5. Results and Discussion

  • 1

    The stress sensitivity for hydrocarbon extraction from gas shale provides a theoretical basis for production system optimization. A theoretical composite flow model, including various stress-sensitivity mechanisms, was established for the production simulation optimization.

  • 2

    Based on the local sensitivity analysis method, 20 year production characteristic curves under different single factor and production methods were obtained and the effects of influencing factors on 20 year-EUR increase were identified as well. The results showed that the managed pressure drawdown should be applied to the shale reservoir with high original reservoir pressure and tight matrix. The reservoir pressure rapid drop and poor physical properties can result in strong rock stress sensitivity. This phenomenon can destroy main flow path into the matrix and fracture systems and further impair gas flow out of the shale.
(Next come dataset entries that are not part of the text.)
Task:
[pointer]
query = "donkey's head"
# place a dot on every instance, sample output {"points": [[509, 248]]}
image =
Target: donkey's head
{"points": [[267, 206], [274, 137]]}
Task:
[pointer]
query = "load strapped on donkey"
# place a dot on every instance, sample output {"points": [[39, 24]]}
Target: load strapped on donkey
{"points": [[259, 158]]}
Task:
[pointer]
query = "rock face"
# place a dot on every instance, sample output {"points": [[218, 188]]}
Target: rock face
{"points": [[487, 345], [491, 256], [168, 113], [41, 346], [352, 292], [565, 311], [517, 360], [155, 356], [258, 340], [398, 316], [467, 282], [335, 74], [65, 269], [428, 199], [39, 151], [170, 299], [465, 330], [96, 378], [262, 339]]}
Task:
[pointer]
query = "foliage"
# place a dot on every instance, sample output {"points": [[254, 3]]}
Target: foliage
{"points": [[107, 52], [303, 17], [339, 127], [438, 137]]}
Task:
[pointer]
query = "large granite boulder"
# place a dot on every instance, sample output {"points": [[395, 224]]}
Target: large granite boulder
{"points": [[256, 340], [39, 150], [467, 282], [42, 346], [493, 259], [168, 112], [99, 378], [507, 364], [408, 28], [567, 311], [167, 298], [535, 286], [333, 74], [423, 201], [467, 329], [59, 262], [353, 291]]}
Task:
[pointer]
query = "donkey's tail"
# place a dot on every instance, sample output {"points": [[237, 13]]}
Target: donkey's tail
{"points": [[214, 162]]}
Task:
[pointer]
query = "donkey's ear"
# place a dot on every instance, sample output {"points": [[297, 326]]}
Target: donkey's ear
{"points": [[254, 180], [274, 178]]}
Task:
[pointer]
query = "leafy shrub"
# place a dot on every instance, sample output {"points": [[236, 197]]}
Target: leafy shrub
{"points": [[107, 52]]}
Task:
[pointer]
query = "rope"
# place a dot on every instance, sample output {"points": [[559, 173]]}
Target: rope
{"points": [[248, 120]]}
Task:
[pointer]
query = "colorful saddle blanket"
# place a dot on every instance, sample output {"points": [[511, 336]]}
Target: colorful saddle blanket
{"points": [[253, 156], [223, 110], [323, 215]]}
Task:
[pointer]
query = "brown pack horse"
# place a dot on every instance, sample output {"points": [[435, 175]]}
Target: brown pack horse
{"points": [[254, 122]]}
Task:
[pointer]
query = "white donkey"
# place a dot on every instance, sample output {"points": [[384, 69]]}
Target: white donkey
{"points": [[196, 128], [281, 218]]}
For the reservoir with better fracturing design and higher external water content, the stress sensitivity cannot be ignored during the gas production period, thus the pressure-controlled production scheme should be selected as well.

  • 3

    Finally, the mathematical model of multi-parameter interaction optimization intuitively quantified the effect of single influencing factor and multi-parameter on the EUR increase in different production years. This research provides a more reliable reference for production system optimization based on a series of mathematical approaches to improve overall long-term recovery from shale gas reservoirs. This paper also emphasizes that ignoring the interaction between parameters and simply examining the impact of a certain parameter on shale gas productivity is one-sided and unreliable for understanding the increase or decrease of EUR growth in different production duration.

Acknowledgments

This research was funded by the Research on New Techniques and Methods of Shale Gas Experimental Testing (grant no. 2021DJ1905).

The authors declare no competing financial interest.